Given an array of numbers, we need to find the second min element with optimal number of comparisons.

Let’s compare two elements (side by side) and get next set of min element list. Recursively, we end up with lowest number in the last iteration as mentioned below.

Now, how many comparisons we took to find least number here are:

n/2 + n/4 + n/8 + …. = a/(1-r) = n/2*1/(1-1/2) = n

So, it took n comparisons to find the least number. Now, to find the 2nd least number, can we reuse the previous states we used to find 1st least number ? If you observe the below figure, rectangle numbers will definitely contain the 2nd least number.
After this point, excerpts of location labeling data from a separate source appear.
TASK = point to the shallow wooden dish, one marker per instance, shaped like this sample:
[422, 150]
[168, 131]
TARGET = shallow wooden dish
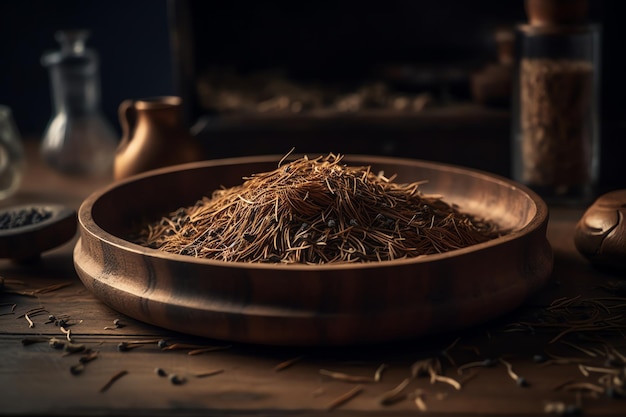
[28, 241]
[312, 305]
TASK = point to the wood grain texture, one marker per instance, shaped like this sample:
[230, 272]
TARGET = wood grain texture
[311, 305]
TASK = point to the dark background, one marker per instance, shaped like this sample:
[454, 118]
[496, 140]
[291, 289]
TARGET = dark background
[131, 37]
[341, 40]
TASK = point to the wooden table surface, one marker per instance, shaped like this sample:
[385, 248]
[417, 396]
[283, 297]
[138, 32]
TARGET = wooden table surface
[577, 317]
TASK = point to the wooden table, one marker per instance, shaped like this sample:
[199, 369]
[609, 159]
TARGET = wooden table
[36, 378]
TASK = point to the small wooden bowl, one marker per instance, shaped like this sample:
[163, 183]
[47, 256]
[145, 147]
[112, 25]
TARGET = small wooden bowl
[28, 241]
[332, 304]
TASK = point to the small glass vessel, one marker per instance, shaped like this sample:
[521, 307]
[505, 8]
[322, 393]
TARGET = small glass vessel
[11, 154]
[78, 140]
[556, 132]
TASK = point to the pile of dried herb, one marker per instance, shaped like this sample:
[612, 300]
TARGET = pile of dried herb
[316, 211]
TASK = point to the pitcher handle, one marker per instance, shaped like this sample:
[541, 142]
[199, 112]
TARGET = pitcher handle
[128, 119]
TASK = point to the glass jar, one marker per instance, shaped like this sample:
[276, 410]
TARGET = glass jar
[78, 139]
[11, 154]
[556, 135]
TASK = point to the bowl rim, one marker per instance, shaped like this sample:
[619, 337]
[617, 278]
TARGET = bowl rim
[88, 224]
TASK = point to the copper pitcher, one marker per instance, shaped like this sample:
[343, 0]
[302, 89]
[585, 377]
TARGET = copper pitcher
[154, 136]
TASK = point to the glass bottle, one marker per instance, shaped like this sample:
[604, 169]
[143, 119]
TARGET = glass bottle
[556, 135]
[11, 154]
[78, 139]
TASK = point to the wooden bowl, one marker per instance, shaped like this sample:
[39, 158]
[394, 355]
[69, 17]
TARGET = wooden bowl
[332, 304]
[28, 230]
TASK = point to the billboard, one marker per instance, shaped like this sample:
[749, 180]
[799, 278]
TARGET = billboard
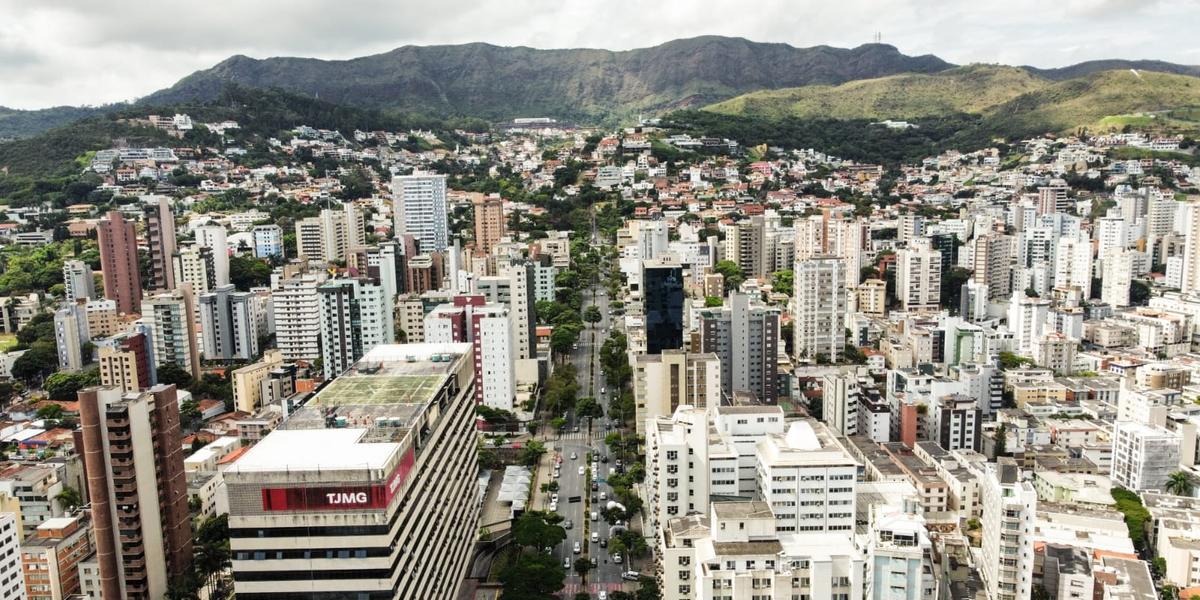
[349, 497]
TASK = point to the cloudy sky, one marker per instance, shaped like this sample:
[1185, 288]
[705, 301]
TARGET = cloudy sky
[69, 52]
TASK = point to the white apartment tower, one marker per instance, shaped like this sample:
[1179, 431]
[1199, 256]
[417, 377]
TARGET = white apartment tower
[420, 210]
[78, 280]
[919, 277]
[352, 322]
[1009, 511]
[808, 479]
[214, 238]
[819, 306]
[297, 311]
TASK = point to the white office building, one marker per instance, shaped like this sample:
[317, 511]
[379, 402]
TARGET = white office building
[1144, 456]
[419, 207]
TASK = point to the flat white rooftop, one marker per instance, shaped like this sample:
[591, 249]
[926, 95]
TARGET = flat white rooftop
[334, 449]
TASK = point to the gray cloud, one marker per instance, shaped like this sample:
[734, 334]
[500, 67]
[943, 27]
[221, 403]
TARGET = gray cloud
[57, 52]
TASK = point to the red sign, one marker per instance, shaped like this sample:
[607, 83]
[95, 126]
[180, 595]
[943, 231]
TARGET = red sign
[340, 497]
And, identifying these numbers is easy, each recursive iteration we are comparing side by side numbers.

The reason why we went the tournament way (as opposed to serial comparison) is that we can leverage the reverse tree to find the second minimum value with log(n) comparisons (asymptotic), hence the solution represents marked improvements over 2n (ignoring constant) comparisons as required by trivial method.

**Here is the logic to find second minimum value. **

The logic is that at some point the minimum element (root element) must have knocked out the second minimum element. So, by backtracking from the root element (minimum) all the way to the top and checking all the adjacent elements to the root element (for each row) we can find the second minimum. The key point to note is that at any level (above root level), the adjacent elements can be obtained by the index of root element at this level. Therefore, you don’t need to scan complete sub-array (of recursion tree at any level). The adjacent elements for n-1 level is obtained as follows:

Adjacent Left (n-1 level) : 2 * (root index for nth level)
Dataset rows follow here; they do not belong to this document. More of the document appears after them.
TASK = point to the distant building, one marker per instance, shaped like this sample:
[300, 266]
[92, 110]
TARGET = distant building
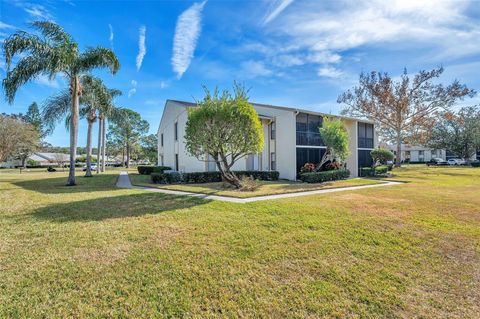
[418, 153]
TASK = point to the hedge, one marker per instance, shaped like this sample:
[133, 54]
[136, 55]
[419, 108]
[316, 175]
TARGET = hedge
[320, 177]
[368, 171]
[147, 170]
[210, 177]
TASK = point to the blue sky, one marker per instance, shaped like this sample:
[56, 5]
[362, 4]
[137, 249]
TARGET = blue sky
[289, 52]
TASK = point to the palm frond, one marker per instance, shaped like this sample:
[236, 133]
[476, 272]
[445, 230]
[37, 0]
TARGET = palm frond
[98, 58]
[23, 42]
[55, 108]
[26, 69]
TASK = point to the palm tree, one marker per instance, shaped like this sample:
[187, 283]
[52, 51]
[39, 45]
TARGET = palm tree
[108, 110]
[55, 52]
[95, 96]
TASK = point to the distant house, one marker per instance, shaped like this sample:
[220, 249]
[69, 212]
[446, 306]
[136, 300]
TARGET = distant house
[40, 158]
[418, 153]
[291, 139]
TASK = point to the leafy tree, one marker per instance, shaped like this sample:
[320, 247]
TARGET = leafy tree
[127, 129]
[381, 155]
[404, 110]
[335, 137]
[225, 127]
[53, 52]
[458, 132]
[18, 139]
[149, 145]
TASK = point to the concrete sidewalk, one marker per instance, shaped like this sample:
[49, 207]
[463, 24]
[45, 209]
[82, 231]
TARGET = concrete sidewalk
[124, 182]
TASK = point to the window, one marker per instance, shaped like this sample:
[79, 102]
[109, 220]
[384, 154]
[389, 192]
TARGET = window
[308, 155]
[364, 158]
[365, 135]
[273, 131]
[308, 129]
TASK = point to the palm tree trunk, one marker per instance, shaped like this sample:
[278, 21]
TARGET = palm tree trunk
[99, 146]
[128, 155]
[104, 145]
[75, 89]
[88, 173]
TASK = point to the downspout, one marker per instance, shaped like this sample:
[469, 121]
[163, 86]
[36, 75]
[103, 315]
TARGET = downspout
[296, 113]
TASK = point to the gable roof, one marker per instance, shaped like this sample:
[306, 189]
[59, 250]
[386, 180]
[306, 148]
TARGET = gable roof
[284, 108]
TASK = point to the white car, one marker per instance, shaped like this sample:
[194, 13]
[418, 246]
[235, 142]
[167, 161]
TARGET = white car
[456, 161]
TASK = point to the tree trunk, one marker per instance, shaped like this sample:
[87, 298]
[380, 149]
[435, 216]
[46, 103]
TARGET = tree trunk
[398, 158]
[75, 91]
[229, 176]
[99, 145]
[128, 156]
[88, 173]
[104, 145]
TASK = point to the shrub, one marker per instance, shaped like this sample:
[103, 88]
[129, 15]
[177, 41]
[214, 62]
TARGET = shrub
[209, 177]
[148, 169]
[249, 184]
[379, 170]
[166, 178]
[320, 177]
[202, 177]
[307, 168]
[261, 175]
[366, 171]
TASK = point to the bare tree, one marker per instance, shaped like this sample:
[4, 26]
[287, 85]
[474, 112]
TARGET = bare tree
[403, 110]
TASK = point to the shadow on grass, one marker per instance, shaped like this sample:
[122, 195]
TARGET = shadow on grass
[57, 185]
[131, 205]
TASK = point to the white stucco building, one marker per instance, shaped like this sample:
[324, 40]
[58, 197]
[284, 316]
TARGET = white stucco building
[418, 153]
[291, 139]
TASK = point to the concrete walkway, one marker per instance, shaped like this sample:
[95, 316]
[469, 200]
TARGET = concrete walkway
[124, 182]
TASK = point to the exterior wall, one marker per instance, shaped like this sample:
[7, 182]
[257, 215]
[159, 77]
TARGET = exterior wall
[285, 141]
[284, 145]
[414, 153]
[352, 160]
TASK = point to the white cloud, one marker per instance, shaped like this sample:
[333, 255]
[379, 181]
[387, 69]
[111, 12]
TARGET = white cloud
[187, 31]
[329, 72]
[37, 11]
[133, 90]
[4, 25]
[339, 26]
[251, 69]
[142, 49]
[110, 38]
[277, 8]
[44, 80]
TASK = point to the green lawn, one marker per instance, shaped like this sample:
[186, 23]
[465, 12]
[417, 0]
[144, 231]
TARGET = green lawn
[410, 250]
[265, 188]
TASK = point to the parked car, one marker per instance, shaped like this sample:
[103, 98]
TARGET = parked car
[436, 162]
[456, 161]
[93, 167]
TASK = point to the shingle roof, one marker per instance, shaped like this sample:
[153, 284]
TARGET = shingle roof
[285, 108]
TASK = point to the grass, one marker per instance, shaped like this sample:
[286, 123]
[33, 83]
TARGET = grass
[265, 188]
[410, 250]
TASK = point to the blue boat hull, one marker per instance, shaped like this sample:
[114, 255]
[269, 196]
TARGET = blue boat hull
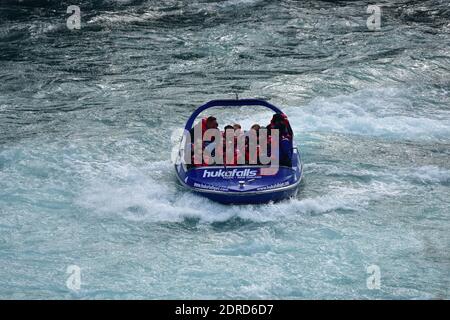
[242, 184]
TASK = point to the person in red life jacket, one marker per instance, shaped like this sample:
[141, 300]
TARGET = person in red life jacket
[252, 156]
[281, 123]
[204, 124]
[229, 144]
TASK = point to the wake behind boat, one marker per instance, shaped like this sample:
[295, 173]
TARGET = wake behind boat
[242, 177]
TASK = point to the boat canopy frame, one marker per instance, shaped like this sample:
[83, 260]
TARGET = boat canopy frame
[229, 103]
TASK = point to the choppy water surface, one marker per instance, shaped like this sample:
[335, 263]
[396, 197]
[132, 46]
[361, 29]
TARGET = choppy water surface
[85, 124]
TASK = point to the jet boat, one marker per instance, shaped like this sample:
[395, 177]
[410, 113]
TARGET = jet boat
[238, 184]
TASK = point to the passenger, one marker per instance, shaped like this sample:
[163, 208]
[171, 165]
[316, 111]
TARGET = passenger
[253, 133]
[205, 123]
[237, 129]
[281, 123]
[229, 144]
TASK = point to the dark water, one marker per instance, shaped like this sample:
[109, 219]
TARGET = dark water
[86, 118]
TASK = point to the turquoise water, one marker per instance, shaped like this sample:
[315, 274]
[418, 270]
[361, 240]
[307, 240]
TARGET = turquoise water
[85, 123]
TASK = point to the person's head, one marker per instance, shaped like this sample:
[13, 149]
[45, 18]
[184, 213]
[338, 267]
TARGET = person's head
[255, 127]
[278, 122]
[211, 123]
[277, 119]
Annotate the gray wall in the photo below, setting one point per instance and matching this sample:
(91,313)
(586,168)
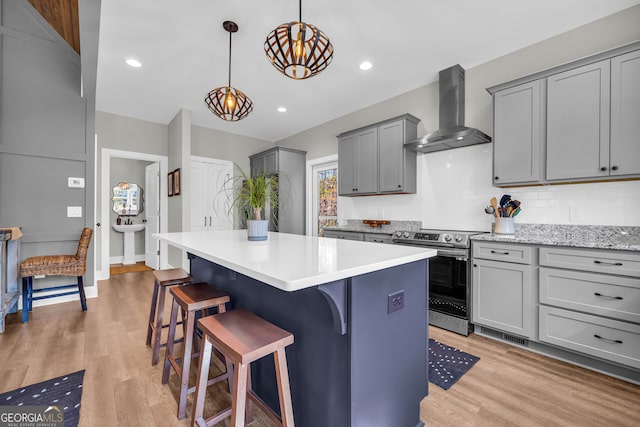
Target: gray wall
(604,34)
(462,177)
(46,132)
(126,170)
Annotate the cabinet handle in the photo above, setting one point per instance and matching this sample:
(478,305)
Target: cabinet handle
(598,294)
(607,340)
(607,263)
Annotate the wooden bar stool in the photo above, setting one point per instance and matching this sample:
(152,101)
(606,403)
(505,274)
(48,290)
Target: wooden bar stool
(191,299)
(162,280)
(242,337)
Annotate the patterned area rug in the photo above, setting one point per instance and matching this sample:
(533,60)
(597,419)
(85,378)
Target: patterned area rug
(447,364)
(65,392)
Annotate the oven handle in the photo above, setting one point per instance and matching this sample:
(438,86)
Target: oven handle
(459,254)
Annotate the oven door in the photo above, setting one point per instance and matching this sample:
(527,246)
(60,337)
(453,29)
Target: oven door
(448,279)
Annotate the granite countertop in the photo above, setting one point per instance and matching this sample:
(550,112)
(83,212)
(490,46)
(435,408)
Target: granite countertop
(578,236)
(356,226)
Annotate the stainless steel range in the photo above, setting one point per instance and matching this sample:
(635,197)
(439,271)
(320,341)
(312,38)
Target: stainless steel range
(449,274)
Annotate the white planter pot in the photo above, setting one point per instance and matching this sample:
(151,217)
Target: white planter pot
(257,230)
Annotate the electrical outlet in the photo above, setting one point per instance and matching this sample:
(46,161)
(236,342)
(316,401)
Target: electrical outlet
(395,301)
(575,214)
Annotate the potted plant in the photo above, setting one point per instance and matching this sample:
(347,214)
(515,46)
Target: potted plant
(251,195)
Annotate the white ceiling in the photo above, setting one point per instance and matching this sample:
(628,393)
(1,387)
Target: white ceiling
(184,52)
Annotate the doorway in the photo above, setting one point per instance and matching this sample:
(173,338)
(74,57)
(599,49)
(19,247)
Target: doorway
(102,270)
(322,194)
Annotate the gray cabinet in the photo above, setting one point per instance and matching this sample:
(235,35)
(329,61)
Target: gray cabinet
(397,165)
(346,235)
(518,134)
(289,165)
(358,163)
(589,302)
(578,103)
(625,114)
(503,295)
(575,122)
(373,160)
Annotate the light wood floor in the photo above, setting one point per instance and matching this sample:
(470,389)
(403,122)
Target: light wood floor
(507,387)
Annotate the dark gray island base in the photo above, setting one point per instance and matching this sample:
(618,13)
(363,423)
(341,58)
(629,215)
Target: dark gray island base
(353,363)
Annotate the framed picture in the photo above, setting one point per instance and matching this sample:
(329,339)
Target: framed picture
(176,182)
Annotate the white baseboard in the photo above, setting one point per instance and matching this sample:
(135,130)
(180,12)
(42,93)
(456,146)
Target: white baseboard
(120,259)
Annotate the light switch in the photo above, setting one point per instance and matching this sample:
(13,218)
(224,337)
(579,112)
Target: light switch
(75,182)
(74,211)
Adjacent Right(n-1 level): 2 * (root index for nth level) + 1

Therefore, for each row of the recursion tree, you just need to perform two comparisons to find the root element index to obtain the adjacent elements of row above. Refer to Figure 3 below. One of the elements marked in green box must be second minimum.

So, how many comparisons we make using this method. Let’s calculate (ignoring constants):

Comparisons for finding minimum: n

Comparisons for finding 2nd minimum: log(n)

Total: n + log(n)

Thus this method offers marked improvement over crude method.